“Jazz needs melodies,” says Finnish pianist Iiro Rantala. “It needs things that people can latch on to.” And melodies bring together the variety and virtuosity of this solo album recorded live in concert at the Nikolaisaal in Potsdam in 2021.
Six of the nine tracks are composed by Rantala, beginning with Twentytwentyone. It combines a strong theme with jazz harmony, the way composers Kander and Ebb or Hamlisch might, with subtle dynamics and powerful emotive pull. It’s a concert of striking contrasts, and Time for Rag conjures the spirit of James P. Johnson and Scott Joplin with dazzlingly playful cleverness as sparks fly. Peace combines classical elegance with jazz idiom in three minutes of introspective stillness.
Can You Be Bob? launches into energetic bebop where a muscly walking bass line bounces gleefully off the playful right hand lines.
Freedom has rising, hopeful chords. There’s a YouTube film of Rantala at home, putting soft objects into the piano to create a gentle spikiness that sounds as if the strings are being plucked. A Steve Reich-ian rhythmic intensity is to the fore, but the memorable melody is never far behind.

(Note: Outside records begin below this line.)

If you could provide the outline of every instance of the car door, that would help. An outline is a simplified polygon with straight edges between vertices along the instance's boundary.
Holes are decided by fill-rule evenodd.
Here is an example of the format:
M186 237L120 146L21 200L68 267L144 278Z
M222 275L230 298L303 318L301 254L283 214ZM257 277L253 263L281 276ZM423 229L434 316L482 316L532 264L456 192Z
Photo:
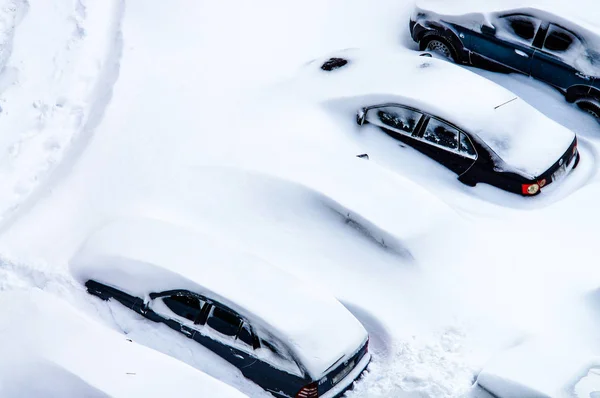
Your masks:
M269 339L256 337L255 354L258 360L242 370L244 375L254 380L265 390L284 392L290 396L309 383L283 344L271 336Z
M423 143L418 148L421 152L458 175L475 163L477 151L465 132L435 117L430 117L425 123L419 135Z
M185 290L151 294L150 297L148 309L158 315L158 319L151 319L197 341L238 368L254 362L255 359L243 350L234 348L242 320L233 311Z
M242 318L225 306L212 304L208 310L205 334L212 338L213 351L232 363L238 369L246 368L256 362L256 358L240 347L238 338L244 334Z
M378 126L386 134L414 146L414 134L423 114L398 104L383 104L366 109L365 120Z
M592 78L579 70L585 68L585 63L589 60L582 41L574 33L550 24L543 44L533 56L531 76L562 89L590 85Z
M473 32L470 49L510 69L529 75L535 48L534 39L541 21L523 14L501 16L494 20L494 28L482 26Z
M153 321L162 322L171 329L192 338L207 303L205 300L185 290L173 290L150 295L150 302L144 314Z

Rantala’s devotion to John Lennon is evidenced by his album My Working Class Hero, and his treatment of Lennon’s Woman starts with some evocatively deadened sounds in the bass register before teasing out the song with rich, full harmonies. Contrasting phases fit together well: handsome classical rubato develops into agile improvising; a gospel rock groove recalls Keith Jarrett and also soulful pianist Richard Tee, two of Rantala ’s influences. His Finnish Calendar album links the months with aspects of the Finnish character, both humorous and darker. November here has a limpid gracefulness- you feel it must have lyrics somewhere in another existence. His control of dynamics is amazing- each finger seems to have an individual life of its own. The delicate improvisation with a bluesy lift is quite gorgeous.
Bernstein‘s musical Candide is not so often heard in a jazz context and Rantala plays the Overture with buckets of brio as the score demands. He breaks off for an interlude of boppish improvisation, all with sparkling energy. Potsdam was recorded the day after the death of Stephen Sondheim, lyricist for Bernstein’s Somewhere. “Sondheim was magical,” says Rantala, and he plays a slow, beautiful tribute with gospel cadences and grace notes. The spaciousness of his treatment perhaps owes something to the openness of some of Sondheim’s own musical compositions.
Rantala knows how to keep the audience on the edge of their seats with his extraordinary range of styles and moods, his incredible pianistic skills and, most of all, melodies that stay in your head.
Potsdam is released on ACT on (UK release date) 8 April 2022.
One Response
Indeed, great album. Somebody should bring him to London for a gig (or two)!